Ten minutes long. A story spanning thousands of years, from the jilted lover of Cleopatra to the emasculated lover of a Las Vegas stripper, this is an epic song, and easily my favorite of 2012. Yes, Frank Ocean caught everyone's attention by telling the world he was in love with a man, but he's also spent many years dating women. And whether that was because he's bisexual, because he was trying to hide his sexuality, or something else, the power struggles a gender-obsessed society crams into a heterosexual relationship are no stranger to Frank. I think this song is all about how men have long wielded their power in a sexist society while secretly harboring insecurities and powerlessness because they're ultimately slaves to their sex drives. So many hip hop songs are filled with the bravado of a guy proud of his sexual prowess. These songs are misogynistic, ugly, and inherently untrue when you compare them to "Pyramids."
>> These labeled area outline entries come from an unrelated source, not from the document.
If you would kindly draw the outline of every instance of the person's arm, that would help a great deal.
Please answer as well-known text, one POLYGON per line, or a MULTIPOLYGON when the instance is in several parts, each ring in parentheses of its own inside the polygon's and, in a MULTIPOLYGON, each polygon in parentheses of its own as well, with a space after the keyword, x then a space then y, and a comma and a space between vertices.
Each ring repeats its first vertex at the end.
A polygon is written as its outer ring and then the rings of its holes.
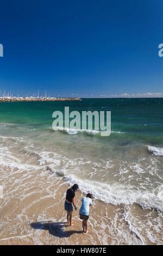
POLYGON ((72 198, 72 204, 74 206, 74 209, 76 209, 76 210, 77 210, 77 206, 76 205, 76 204, 75 204, 75 202, 74 202, 74 198, 72 198))

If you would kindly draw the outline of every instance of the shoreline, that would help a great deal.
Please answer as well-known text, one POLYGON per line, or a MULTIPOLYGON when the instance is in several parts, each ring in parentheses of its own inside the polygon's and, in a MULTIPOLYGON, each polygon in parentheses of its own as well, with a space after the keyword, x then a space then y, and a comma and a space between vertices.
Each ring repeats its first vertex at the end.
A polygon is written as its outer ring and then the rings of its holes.
POLYGON ((1 102, 30 102, 30 101, 80 101, 78 97, 0 97, 1 102))

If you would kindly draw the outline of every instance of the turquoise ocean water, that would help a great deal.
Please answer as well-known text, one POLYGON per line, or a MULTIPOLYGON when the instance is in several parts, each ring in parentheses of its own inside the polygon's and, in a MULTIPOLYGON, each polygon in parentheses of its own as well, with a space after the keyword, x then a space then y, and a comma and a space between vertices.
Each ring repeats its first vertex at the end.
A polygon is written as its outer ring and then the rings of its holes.
POLYGON ((156 239, 163 211, 163 99, 1 102, 0 136, 1 168, 39 162, 57 179, 77 182, 105 203, 156 211, 151 240, 156 239), (80 113, 111 111, 111 135, 53 131, 53 112, 65 106, 80 113))

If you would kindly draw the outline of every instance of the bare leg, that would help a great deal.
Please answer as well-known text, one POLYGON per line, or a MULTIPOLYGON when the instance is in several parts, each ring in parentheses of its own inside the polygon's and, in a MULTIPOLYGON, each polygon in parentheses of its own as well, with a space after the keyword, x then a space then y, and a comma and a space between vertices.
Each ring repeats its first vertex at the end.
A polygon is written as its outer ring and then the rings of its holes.
POLYGON ((87 221, 85 221, 85 233, 87 234, 87 221))
POLYGON ((74 223, 72 222, 72 211, 69 212, 69 216, 70 216, 70 224, 71 226, 73 226, 74 223))
POLYGON ((69 212, 67 211, 67 223, 69 223, 69 212))
POLYGON ((82 227, 83 227, 83 232, 85 232, 85 221, 84 220, 83 220, 82 227))

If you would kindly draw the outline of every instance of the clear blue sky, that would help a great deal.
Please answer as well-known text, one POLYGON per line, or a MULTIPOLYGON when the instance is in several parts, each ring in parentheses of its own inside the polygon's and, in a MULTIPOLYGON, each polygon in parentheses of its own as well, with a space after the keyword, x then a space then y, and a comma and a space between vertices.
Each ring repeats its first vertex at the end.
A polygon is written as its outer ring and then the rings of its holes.
POLYGON ((2 90, 83 97, 162 94, 162 0, 0 4, 2 90))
There are three narrators in this song. The first guy, Cleopatra's husband or boyfriend or whatever, sounds like he has a lot of political power - he's ordering the legions of Egypt to launch a massive manhunt for the missing queen and Sampson, who she's having an affair with - but he's clearly weak and jealous and helpless and completely at Cleopatra's mercy. When he finds her dead of a snakebite, he's absolutely defeated, and you can hear it in his voice. "Oh, remove her; send the cheetahs to the tomb. Our war is over; our queen has met her doom. Oh, no more - she lives no more - a serpent in her room - oh, no more - it has killed Cleopatra." But even before that, he's been defeated by her: "The jewel of Africa - what good is a jewel that ain't still precious? How could you run off on me? How could you run off on us?" I think it's really interesting the way there is gendered as well as racial belittling happening to this poor guy who can't help but define himself by his ability or inability to rein in and own this powerful woman: " "I found you laying down with Sampson and his full head of hair. Found my black queen, Cleopatra - bad dreams, Cleopatra."
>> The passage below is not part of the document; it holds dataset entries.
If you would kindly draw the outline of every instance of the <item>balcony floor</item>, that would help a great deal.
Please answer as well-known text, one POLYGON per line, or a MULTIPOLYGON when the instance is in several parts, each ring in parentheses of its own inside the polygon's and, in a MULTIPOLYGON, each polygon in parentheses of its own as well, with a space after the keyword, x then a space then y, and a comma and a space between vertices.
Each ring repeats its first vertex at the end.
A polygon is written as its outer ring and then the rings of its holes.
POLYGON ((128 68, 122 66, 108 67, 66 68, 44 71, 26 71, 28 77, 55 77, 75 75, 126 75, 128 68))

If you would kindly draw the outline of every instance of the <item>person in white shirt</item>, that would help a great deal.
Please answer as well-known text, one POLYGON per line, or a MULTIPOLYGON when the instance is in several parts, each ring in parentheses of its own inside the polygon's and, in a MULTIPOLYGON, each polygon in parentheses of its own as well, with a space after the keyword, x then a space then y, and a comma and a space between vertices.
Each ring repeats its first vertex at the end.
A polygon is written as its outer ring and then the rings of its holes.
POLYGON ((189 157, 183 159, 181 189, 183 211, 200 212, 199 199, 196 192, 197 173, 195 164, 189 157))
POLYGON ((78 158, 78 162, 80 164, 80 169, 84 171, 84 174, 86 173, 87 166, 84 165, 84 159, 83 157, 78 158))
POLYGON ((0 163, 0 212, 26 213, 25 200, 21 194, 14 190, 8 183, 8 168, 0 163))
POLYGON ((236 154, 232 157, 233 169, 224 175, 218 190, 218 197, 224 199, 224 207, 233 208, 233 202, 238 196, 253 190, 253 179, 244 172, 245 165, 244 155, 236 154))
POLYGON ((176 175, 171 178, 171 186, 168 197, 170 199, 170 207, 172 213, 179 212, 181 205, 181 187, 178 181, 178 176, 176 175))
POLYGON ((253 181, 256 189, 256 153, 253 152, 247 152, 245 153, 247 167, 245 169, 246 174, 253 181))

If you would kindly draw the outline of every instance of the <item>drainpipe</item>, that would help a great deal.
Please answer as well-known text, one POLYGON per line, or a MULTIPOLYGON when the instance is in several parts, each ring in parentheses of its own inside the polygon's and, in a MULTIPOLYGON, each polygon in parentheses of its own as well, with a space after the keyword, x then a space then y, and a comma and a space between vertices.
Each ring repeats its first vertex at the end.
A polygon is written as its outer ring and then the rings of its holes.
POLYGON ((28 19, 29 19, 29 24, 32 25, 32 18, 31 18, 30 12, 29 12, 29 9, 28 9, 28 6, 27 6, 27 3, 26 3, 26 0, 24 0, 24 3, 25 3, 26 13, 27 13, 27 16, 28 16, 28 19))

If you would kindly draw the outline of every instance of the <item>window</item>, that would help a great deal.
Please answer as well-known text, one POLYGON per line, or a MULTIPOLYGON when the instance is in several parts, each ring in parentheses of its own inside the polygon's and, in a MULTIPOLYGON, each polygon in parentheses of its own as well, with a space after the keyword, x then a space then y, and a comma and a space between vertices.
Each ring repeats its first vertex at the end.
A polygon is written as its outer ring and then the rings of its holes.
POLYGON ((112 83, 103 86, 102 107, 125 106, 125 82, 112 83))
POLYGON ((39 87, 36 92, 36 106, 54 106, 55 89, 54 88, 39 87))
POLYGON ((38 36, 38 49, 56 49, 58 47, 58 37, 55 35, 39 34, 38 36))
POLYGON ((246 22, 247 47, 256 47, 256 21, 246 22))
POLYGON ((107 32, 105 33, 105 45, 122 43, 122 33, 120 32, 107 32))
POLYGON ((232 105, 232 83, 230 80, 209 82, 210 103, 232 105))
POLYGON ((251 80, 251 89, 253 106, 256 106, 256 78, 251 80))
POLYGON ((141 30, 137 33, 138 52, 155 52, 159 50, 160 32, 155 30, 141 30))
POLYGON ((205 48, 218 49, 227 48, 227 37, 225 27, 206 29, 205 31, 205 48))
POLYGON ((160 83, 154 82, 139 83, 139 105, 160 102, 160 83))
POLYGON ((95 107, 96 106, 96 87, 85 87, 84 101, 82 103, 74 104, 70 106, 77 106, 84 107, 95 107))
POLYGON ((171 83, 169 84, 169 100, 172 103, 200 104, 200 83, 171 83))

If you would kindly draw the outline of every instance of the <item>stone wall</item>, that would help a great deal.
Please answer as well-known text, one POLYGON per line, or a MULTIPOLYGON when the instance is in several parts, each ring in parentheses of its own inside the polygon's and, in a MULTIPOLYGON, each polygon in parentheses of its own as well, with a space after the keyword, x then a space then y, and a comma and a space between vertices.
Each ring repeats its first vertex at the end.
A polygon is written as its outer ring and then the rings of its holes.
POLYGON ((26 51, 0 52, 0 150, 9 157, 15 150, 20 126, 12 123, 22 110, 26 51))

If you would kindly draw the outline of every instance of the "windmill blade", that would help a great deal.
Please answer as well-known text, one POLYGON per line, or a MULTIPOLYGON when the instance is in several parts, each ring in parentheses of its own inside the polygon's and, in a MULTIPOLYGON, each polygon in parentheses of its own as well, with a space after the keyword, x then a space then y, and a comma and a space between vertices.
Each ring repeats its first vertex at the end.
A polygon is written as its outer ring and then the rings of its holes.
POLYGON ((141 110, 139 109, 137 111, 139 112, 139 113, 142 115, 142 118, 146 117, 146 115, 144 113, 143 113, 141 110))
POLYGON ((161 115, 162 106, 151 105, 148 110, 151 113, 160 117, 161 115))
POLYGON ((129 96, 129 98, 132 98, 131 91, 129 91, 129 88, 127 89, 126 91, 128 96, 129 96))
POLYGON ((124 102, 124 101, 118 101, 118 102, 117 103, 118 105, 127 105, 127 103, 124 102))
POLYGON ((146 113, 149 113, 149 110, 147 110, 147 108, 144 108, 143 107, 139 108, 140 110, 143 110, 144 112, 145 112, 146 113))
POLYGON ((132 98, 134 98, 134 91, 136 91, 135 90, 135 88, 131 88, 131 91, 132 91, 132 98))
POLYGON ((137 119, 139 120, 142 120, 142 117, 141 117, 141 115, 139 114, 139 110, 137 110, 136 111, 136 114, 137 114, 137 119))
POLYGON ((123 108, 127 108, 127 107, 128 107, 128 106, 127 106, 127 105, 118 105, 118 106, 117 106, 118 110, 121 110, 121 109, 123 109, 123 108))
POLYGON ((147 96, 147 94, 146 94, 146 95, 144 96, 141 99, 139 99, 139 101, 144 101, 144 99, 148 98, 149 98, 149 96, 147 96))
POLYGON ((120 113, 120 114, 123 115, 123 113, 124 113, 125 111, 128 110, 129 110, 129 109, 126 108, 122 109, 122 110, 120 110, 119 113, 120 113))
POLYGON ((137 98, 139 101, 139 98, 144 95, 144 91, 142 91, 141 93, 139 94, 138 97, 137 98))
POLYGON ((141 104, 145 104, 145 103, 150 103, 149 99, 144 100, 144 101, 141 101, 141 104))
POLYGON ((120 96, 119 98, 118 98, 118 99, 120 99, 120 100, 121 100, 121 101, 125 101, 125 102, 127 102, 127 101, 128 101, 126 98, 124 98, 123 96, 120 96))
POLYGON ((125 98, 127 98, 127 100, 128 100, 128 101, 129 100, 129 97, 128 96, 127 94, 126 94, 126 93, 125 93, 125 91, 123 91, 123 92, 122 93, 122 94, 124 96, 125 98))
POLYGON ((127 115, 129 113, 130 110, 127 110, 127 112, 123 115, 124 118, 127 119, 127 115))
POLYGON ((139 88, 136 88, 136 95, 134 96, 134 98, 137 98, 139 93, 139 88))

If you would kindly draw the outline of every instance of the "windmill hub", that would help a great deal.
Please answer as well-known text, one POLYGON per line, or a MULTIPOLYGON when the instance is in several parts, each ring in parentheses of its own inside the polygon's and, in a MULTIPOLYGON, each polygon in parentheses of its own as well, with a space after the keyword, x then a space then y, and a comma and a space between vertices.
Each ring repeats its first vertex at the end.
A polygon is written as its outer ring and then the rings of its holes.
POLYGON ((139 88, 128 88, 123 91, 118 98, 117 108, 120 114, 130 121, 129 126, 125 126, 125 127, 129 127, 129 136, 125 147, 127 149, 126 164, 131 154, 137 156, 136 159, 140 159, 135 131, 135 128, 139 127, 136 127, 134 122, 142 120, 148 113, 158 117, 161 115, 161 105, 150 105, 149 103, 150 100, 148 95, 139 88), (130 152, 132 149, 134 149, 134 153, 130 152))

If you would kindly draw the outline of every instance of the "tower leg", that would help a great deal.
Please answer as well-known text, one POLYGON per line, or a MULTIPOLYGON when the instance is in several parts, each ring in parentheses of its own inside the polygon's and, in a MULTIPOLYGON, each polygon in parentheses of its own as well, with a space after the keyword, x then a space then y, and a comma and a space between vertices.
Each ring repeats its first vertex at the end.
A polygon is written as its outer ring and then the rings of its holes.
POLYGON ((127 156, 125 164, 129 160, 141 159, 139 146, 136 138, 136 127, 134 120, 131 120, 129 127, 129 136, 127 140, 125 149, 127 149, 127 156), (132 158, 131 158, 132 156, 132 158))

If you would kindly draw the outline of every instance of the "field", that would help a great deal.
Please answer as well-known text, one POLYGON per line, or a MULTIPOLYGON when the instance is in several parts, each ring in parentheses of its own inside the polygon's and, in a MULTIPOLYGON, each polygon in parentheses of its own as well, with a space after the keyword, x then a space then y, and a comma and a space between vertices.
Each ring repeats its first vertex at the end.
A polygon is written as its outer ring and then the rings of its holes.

The second and third narrators are the pimp and the boyfriend of a stripper/prostitute in Vegas in the 21st century. She works at the Luxor, and both of these guys are in a power struggle with each other but ultimately with her - she's the one in charge, and they're just desperately trying to own her and prove their worth as men by their ability to claim some control over her. The pimp does not sound like a very successful guy, but he's so enamored of this idea of being the classic pimp, so he puts on the braggadocio: "Pimpin' in my Convos. Bubbles in my champagne; let it be some jazz playin'. Top-floor motel suite, twistin' my cigars. Floor-model TV with the VCR. Got rubies in my damn chain. Whip ain't got no gas tank, but it still got wood grain." But even as all that bragging sounds a little weak - floor-model TV with a VCR? - he caps it off with his ultimate power play: "Got your girl workin' for me." She may be "your girl," but she's working for me. And it keeps him in business: "Hit the strip and my bills paid - that keep my bills paid." Notice how he calls her "that." Go ahead, objectify: That proves you're in charge. Good luck with that.
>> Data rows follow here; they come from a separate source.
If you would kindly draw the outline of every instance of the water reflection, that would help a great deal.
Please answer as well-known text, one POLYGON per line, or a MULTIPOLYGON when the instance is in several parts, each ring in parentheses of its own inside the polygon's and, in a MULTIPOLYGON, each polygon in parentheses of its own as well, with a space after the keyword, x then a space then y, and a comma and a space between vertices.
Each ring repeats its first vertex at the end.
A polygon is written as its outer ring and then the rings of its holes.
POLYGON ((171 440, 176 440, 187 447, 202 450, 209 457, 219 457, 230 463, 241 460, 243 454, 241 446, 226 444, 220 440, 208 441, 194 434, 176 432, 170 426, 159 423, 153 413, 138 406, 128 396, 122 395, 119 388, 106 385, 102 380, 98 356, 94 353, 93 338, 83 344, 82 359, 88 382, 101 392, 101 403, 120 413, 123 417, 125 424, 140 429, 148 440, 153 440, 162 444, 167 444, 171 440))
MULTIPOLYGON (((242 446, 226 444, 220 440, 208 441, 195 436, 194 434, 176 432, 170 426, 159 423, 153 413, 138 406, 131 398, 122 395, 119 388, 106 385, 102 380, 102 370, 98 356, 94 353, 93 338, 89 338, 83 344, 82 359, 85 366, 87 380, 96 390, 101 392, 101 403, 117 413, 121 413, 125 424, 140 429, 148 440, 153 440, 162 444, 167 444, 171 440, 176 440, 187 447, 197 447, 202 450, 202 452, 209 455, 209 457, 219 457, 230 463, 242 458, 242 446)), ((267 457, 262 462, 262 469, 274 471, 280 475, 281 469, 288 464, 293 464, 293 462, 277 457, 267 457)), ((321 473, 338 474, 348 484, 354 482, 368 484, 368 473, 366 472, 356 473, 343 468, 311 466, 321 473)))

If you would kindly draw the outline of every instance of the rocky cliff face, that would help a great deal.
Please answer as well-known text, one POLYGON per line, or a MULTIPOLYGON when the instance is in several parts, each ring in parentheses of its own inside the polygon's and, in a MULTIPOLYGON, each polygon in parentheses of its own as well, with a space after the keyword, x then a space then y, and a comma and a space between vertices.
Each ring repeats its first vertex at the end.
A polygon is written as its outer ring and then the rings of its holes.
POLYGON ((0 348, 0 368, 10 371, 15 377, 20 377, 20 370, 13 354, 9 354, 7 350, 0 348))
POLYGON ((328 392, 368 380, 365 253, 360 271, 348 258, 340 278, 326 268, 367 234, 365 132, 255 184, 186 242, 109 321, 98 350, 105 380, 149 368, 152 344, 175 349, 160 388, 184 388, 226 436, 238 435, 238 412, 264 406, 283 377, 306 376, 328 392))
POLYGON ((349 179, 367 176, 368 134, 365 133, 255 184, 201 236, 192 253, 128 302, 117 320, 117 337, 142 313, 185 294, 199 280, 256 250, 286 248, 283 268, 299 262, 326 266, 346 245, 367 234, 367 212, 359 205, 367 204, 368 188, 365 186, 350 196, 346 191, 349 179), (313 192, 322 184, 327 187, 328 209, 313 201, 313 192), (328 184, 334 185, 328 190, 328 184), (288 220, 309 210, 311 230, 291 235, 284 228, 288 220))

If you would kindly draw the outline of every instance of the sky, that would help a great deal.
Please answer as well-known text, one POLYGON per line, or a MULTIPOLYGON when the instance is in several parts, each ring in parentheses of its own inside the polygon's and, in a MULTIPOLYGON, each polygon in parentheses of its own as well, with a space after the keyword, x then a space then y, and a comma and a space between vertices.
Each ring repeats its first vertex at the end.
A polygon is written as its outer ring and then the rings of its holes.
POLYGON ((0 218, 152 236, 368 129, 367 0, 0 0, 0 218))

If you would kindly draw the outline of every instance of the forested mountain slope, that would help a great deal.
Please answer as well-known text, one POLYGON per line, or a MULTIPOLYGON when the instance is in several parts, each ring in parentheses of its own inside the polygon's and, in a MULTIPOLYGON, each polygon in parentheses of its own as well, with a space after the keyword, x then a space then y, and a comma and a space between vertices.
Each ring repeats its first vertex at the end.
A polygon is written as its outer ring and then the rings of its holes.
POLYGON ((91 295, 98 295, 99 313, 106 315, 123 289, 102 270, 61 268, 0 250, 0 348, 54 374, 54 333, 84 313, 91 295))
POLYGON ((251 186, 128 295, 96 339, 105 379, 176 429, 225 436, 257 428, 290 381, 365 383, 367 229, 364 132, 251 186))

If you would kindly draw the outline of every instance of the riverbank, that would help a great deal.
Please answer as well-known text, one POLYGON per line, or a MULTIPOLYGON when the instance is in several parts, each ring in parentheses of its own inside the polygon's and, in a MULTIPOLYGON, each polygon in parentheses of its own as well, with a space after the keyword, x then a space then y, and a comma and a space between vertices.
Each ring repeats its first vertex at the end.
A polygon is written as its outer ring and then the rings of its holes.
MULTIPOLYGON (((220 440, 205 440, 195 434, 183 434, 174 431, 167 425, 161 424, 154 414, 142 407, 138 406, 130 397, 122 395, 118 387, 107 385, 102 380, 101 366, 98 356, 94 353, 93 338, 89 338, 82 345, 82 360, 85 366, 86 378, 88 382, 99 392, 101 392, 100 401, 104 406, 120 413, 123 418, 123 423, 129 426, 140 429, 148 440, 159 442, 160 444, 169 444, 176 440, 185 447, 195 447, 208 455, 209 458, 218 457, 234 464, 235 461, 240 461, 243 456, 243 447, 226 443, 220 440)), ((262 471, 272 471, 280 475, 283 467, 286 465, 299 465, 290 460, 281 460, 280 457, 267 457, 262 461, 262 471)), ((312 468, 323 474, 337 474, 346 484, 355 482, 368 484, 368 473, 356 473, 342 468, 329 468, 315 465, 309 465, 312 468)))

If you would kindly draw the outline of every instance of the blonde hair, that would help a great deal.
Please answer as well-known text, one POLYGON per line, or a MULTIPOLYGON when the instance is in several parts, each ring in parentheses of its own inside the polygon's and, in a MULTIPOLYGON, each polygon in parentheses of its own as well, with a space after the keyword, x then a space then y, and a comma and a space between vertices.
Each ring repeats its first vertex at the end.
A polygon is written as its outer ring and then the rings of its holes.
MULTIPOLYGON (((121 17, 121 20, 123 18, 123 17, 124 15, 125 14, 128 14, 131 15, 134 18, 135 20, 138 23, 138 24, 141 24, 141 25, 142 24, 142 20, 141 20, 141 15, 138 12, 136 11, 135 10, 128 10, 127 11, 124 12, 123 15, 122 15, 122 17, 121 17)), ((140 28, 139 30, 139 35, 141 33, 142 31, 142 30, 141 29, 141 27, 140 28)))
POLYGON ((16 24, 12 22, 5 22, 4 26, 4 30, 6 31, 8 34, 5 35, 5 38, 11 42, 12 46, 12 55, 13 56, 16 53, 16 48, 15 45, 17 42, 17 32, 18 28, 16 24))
And we end by hearing from the stripper's boyfriend. She stops by to see him after a shift, and he does what he can to take care of her, to show her he loves her: He gives her a bath, he touches her in places only he knows - he tries as hard as he can to keep his claim on her sexually because he's obviously very in love with her and is terrified of losing her. The whole time, she's the one in power and he's weak. Even the line about penis size - the line that in any other hip hop song would be shameless bragging - is sad and a little condescending. She's telling him what he needs to hear to keep his pride in tact, and even he knows that's all that's going on. "The way you say my name makes me feel like I'm that n****, but I'm still unemployed. You say it's big, but you take it. ... But your love ain't free, no more."

Yes, it's kind of dirty and sad and tawdry and tough to listen to, but it's a story so beautifully told, with an emotional backdrop so clear without ever being spelled out or in-your-face, and the music is phenomenal. I really, really, really love this song. It pretty much ensured that 2012 was going to be one of my favorite years musically in a long time.